Dieron al Kremlin un plazo de tres días para empezar a retirar las tropas rusas de Chechenia. Putin se mantuvo en silencio hasta el final del segundo día, cuando dijo que no pensaba permitir que los terroristas lo «llevaran de la correa». «[En ese momento] entendimos que había muy pocas posibilidades de salvarnos, que nadie nos necesitaba», diría una de las secuestradas. Todo pasaba por la fuerza.

Pero hasta entonces, reinó la confusión. Durante tres días, 926 rehenes subsistieron sin apenas agua ni comida, sin siquiera ir al aseo. En el exterior, «se generó una imagen de caos absoluto, nadie dirigía las negociaciones, hablaba [con los terroristas] quien pasaba por allí», describió la periodista Katerina Gordeeva. De hecho, otro misterio: todavía hoy no se conoce con exactitud la composición del equipo de rescate. Sí hubo optimismo cuando, por mediación del alcalde Yuri Luzhkov, del opositor Borís Nemtsov y de la periodista Anna Politkóvskaya, fueron liberados 60 rehenes. Pero «increíblemente, Putin me llamó para que nos echáramos a un lado», explicó después Nemtsov, «no quería que ascendiera nuestra popularidad». Politkóvskaya afirmó que, igual que las explosiones de las viviendas, el atentado había sido organizado por el Gobierno. Ambos acabaron siendo asesinados, sin culpables. 
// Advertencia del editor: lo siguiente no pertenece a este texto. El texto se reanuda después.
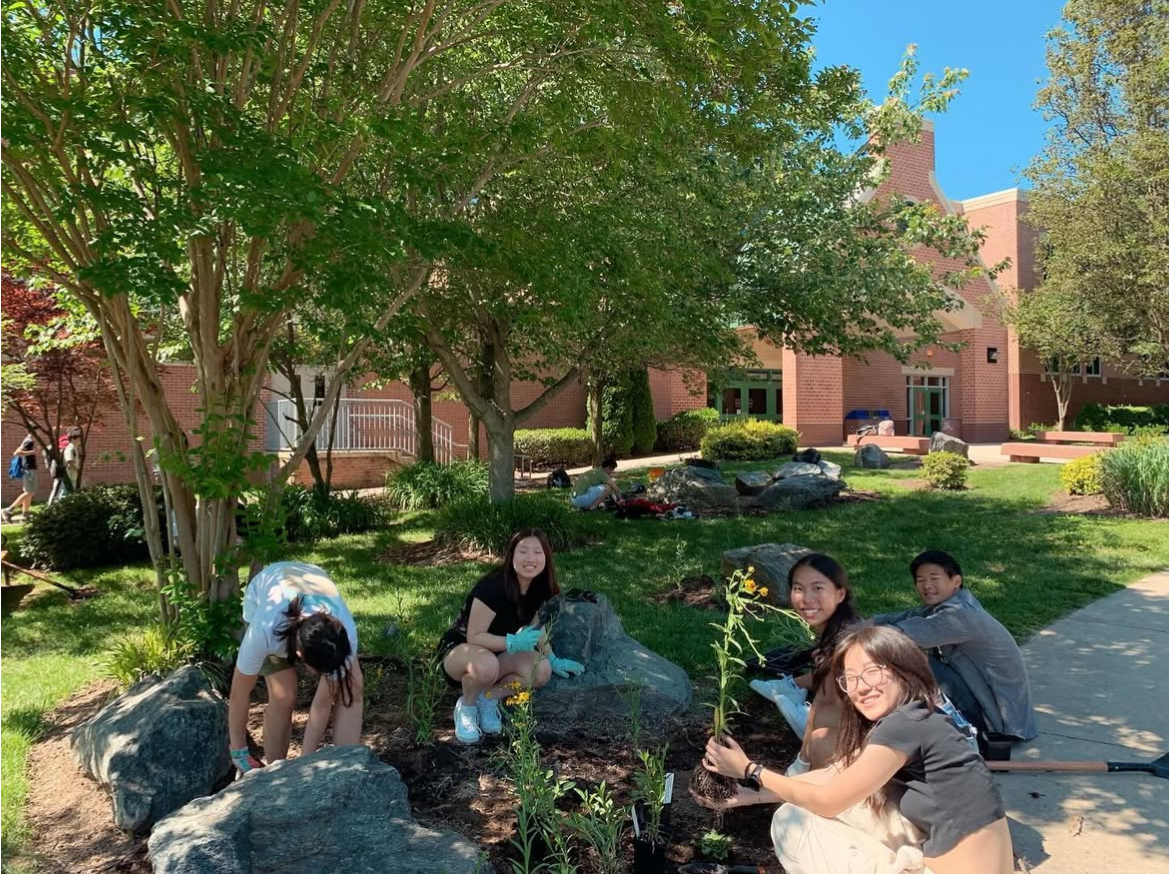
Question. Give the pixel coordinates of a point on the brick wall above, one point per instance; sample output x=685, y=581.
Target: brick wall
x=107, y=453
x=352, y=469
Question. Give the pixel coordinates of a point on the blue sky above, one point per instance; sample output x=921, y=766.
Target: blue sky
x=991, y=131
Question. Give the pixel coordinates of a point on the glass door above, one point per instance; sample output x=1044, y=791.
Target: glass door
x=927, y=400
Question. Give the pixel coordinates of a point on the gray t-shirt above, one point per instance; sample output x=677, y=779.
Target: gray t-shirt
x=982, y=652
x=944, y=789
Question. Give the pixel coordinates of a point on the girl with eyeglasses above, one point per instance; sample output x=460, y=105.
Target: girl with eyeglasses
x=906, y=795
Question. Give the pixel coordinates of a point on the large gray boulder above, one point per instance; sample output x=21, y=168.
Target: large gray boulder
x=797, y=493
x=771, y=562
x=942, y=441
x=157, y=747
x=797, y=468
x=592, y=703
x=833, y=472
x=871, y=456
x=701, y=489
x=336, y=811
x=752, y=482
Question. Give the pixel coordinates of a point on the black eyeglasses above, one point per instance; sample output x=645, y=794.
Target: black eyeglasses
x=874, y=675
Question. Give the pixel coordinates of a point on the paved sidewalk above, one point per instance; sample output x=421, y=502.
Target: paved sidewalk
x=1099, y=681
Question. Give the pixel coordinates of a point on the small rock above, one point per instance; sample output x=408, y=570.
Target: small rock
x=871, y=456
x=942, y=441
x=833, y=472
x=752, y=482
x=797, y=493
x=797, y=468
x=338, y=810
x=592, y=633
x=772, y=563
x=700, y=489
x=157, y=747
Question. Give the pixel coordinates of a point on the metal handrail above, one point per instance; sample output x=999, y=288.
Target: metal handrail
x=364, y=425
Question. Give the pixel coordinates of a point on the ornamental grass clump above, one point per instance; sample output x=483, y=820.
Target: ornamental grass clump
x=747, y=601
x=1136, y=476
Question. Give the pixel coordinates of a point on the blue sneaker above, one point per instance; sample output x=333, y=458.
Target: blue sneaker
x=467, y=723
x=489, y=715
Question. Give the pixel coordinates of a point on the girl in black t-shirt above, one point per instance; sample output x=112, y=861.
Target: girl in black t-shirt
x=493, y=642
x=899, y=757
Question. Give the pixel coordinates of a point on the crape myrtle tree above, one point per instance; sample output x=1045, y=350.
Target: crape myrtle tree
x=54, y=374
x=227, y=163
x=823, y=265
x=1100, y=186
x=1058, y=323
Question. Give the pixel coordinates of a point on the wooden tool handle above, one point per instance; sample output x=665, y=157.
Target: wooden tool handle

En la mañana del día 26, las fuerzas especiales decidieron entrar. Filtraron un gas al interior del teatro, con el que durmieron a los allí presentes. Los propios secuestrados se preguntarían más tarde cómo era posible que, al ver lo que ocurría, los terroristas no detonaran sus explosivos. Tras entrar en el edificio, las fuerzas de seguridad asesinaron a los 40 terroristas dormidos. ¿Por qué? 

Lo más inverosímil estaba por llegar: debido a la mala organización, numerosos secuestrados no recibieron el antídoto que requería el gas, con lo que hasta 130 rehenes acabaron asfixiándose. Muchos de los supervivientes aún arrastran secuelas.

En su sentencia del 2011, el Tribunal Europeo de Derechos Humanos (TEDH) señaló que Rusia no reveló la receta del gas ni siquiera a las autoridades investigadoras. Y, lo más grave, tampoco a los médicos que atendieron a los rescatados. El mismo tribunal confirmó la denuncia de 64 víctimas, que acusaban a las autoridades rusas de un uso injustificado de la fuerza, de incapacidad de satisfacer las necesidades médicas de los rehenes y de una insuficiente investigación del atentado. El tribunal de Estrasburgo determinó que Rusia infringió el artículo 2 («derecho a la vida») de la Convención de los Derechos Humanos.

Si a principios de los 2000 los rusos se sobreponían a la terapia del shock del capitalismo, durante lo que quedaba de década deberían sufrir la terapia del shock del terrorismo. El putinismo todavía vive del crédito obtenido, pero sus actos no hacen sino alimentar las sospechas de Politkóvskaya.